Laura Frye is an alumna from the Arts Administration program who graduated in 2006. She has a background in music and plays the oboe. Currently, Laura is a Major Gifts Officer at Boston Ballet and has worked there for a little over one year.

In this interview, Laura describes what she loves about her job, what the big issues are that arts administrators are talking about and what she’s learned since graduating from the arts administration program. She kindly shared her experience (and advice!) of working in the field.

What do you enjoy about your work?

This is going to sound really cheesy, but I love that people have philanthropic goals and dreams and I can help make those goals happen. When you find a topic people want to support, it’s really exciting to make them a part of that.

What move did you make after graduation that put you on the path to where you are now?

For my required internship [during the program] I did one internship in marketing. Right before I graduated, I didn’t know if I wanted to work in marketing or development. I decided to take another internship at Westport Country Playhouse that had housing and a stipend. When I was there I also volunteered for development and then a development position [at Westport] opened. I’m glad I got that experience in marketing because I got to really understand what it is they do.

We all make mistakes. Can you tell us about any mistake you made after graduation that current students could learn from?

About five years in, I was working in a great job that I loved but I moved out of the area and the commute was really long, so I got a job in higher education. It was an annual funds position. I took the job too quickly because I wanted to get a new job, but I missed working in the arts. I didn’t feel a lot of passion in the position. I learned that you really need to have an emotional connection to the organization before you commit.

What are the most pressing issues in your facet of arts administration? What do you see as a major challenge our field faces?

I have three. Diversity is a big one right now. We need to work on diversifying our boards, audience members and staff. That has to start at an early level. Like, at the ballet we’re working on diversifying the school by getting younger kids involved. They grow up with a passion and love for the art form. [Another issue is] baby boomer philanthropists vs millennials. They have very different giving styles. Technically I’m a millennial and had to volunteer hours when I was in high school. That’s trained [our generation] to be more hands on. Baby boomers, they’re comfortable and don’t have to get their hands dirty. Millennials want to get involved, it’s great, [but] it’s a challenge to figure out how to utilize them the right way. We don’t always have exciting volunteer opportunities because we have a full staff, but that’s going to have to change. The last thing is, we live in a completely global world right now. I think this expands the competition. People hear what’s happening in Flint and it’s horrible and there’s a lot of campaigns to donate water and buy water for people. That can impact local organizations. It’s not good or bad, it’s just a challenge.

If you were interviewing to find your own replacement, what would you be looking for in an applicant?

I think you just need to be authentic.
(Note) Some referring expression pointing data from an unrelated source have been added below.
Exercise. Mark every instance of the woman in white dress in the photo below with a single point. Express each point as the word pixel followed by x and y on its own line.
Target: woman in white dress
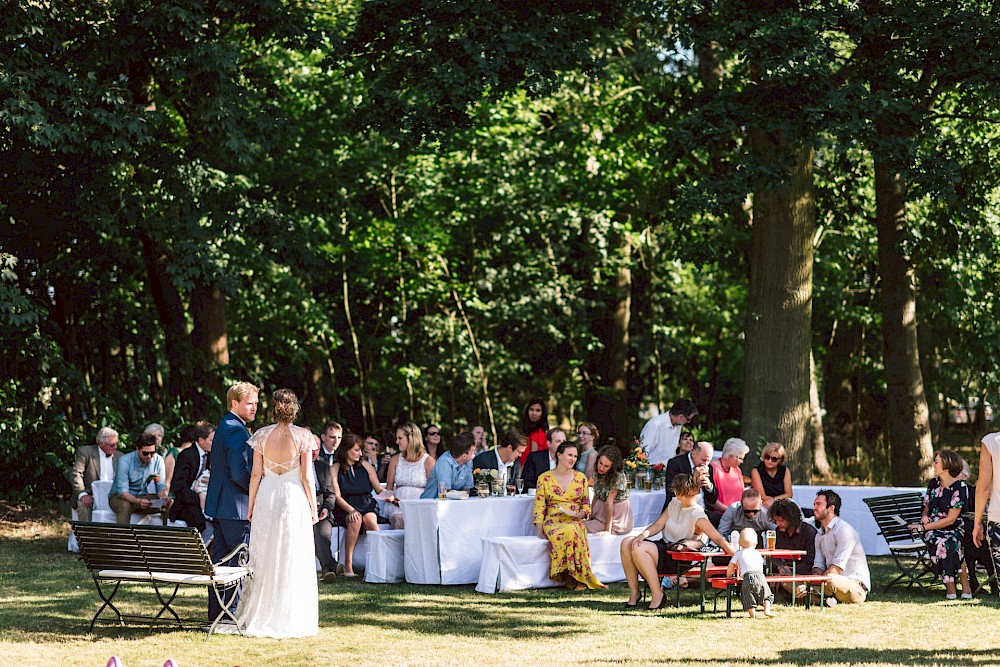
pixel 408 470
pixel 281 600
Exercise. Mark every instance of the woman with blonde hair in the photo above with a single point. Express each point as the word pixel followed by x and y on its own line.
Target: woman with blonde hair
pixel 408 470
pixel 683 519
pixel 282 599
pixel 770 477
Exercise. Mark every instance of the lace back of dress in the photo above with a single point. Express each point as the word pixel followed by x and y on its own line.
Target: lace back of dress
pixel 279 467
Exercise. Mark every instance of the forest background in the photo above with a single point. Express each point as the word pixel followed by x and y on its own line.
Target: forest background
pixel 435 210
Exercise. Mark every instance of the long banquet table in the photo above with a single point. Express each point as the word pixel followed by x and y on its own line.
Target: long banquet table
pixel 443 539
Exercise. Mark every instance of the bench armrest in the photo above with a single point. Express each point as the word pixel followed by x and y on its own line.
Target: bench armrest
pixel 241 553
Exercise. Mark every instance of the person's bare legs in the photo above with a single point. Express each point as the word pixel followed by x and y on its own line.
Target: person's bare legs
pixel 631 571
pixel 350 541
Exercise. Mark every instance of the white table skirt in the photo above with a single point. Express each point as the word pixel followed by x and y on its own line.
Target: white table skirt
pixel 385 556
pixel 855 511
pixel 518 563
pixel 443 542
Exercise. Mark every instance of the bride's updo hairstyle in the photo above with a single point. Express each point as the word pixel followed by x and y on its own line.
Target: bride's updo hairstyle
pixel 284 406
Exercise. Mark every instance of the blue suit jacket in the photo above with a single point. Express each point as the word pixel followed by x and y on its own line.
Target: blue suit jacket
pixel 229 485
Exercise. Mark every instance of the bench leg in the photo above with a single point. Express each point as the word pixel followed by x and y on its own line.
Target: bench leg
pixel 107 603
pixel 221 597
pixel 165 604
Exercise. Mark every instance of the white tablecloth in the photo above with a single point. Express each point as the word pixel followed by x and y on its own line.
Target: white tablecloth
pixel 855 511
pixel 517 563
pixel 443 542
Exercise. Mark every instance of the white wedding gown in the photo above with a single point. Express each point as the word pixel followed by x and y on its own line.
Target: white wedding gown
pixel 282 599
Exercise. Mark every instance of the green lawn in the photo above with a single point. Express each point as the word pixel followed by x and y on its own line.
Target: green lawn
pixel 47 599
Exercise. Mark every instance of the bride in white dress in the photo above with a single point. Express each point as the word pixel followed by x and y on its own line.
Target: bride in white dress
pixel 281 600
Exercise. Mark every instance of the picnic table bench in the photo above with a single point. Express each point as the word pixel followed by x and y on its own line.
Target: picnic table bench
pixel 731 584
pixel 163 556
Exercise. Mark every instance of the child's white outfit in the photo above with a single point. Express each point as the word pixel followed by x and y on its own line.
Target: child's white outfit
pixel 754 590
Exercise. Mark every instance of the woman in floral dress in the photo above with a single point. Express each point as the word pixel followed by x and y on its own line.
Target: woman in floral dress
pixel 942 525
pixel 562 503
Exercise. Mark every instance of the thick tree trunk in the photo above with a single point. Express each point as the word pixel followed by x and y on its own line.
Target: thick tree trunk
pixel 779 309
pixel 909 422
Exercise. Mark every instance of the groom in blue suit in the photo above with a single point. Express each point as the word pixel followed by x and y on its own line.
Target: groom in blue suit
pixel 229 485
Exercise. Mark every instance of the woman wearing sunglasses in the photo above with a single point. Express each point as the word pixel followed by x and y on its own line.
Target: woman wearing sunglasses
pixel 770 477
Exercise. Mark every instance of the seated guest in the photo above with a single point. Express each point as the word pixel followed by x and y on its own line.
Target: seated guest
pixel 942 525
pixel 612 511
pixel 138 481
pixel 747 512
pixel 696 464
pixel 683 519
pixel 386 450
pixel 795 534
pixel 434 441
pixel 544 459
pixel 588 436
pixel 408 470
pixel 727 473
pixel 354 506
pixel 454 468
pixel 562 504
pixel 92 463
pixel 505 455
pixel 839 552
pixel 770 477
pixel 685 444
pixel 192 462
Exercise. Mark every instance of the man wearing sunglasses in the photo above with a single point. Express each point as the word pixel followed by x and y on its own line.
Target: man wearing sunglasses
pixel 139 481
pixel 747 513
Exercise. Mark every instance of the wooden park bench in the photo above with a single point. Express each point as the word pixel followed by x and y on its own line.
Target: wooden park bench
pixel 894 514
pixel 162 556
pixel 731 585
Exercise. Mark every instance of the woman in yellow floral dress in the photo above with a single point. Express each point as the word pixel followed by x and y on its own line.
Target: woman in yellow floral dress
pixel 562 504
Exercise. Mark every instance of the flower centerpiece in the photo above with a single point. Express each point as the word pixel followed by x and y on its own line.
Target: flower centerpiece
pixel 636 462
pixel 485 479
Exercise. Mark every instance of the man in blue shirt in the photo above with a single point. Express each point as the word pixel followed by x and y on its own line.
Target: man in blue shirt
pixel 139 480
pixel 454 468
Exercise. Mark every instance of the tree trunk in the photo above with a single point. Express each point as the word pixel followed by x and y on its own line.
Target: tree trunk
pixel 169 307
pixel 820 462
pixel 779 308
pixel 909 422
You’re talking about really personal things with people: money. People have to trust you. Sometimes you don’t have a lot of time to build that trust. I think people know when you’re not being authentic. You have to be a good listener. It’s amazing what people tell you when you just stop talking.

How do you stay up to date on issues in the industry?

I just read a lot. I read the New York Times and there’s a couple blogs I follow. I also joined my local cultural council in Lowell. It’s been awesome. I’m more informed about MCC and how that process works. It’s a volunteer position but it’s going great.

Anything else you’d like to tell current students?

I would suggest to start to get comfortable networking. That’s how I’ve gotten a lot of my jobs. It’s important if people know you, they’re more likely to connect you to other people. Not just for jobs, but for everything. It took me a while, sometimes I still struggle, but it’s very important.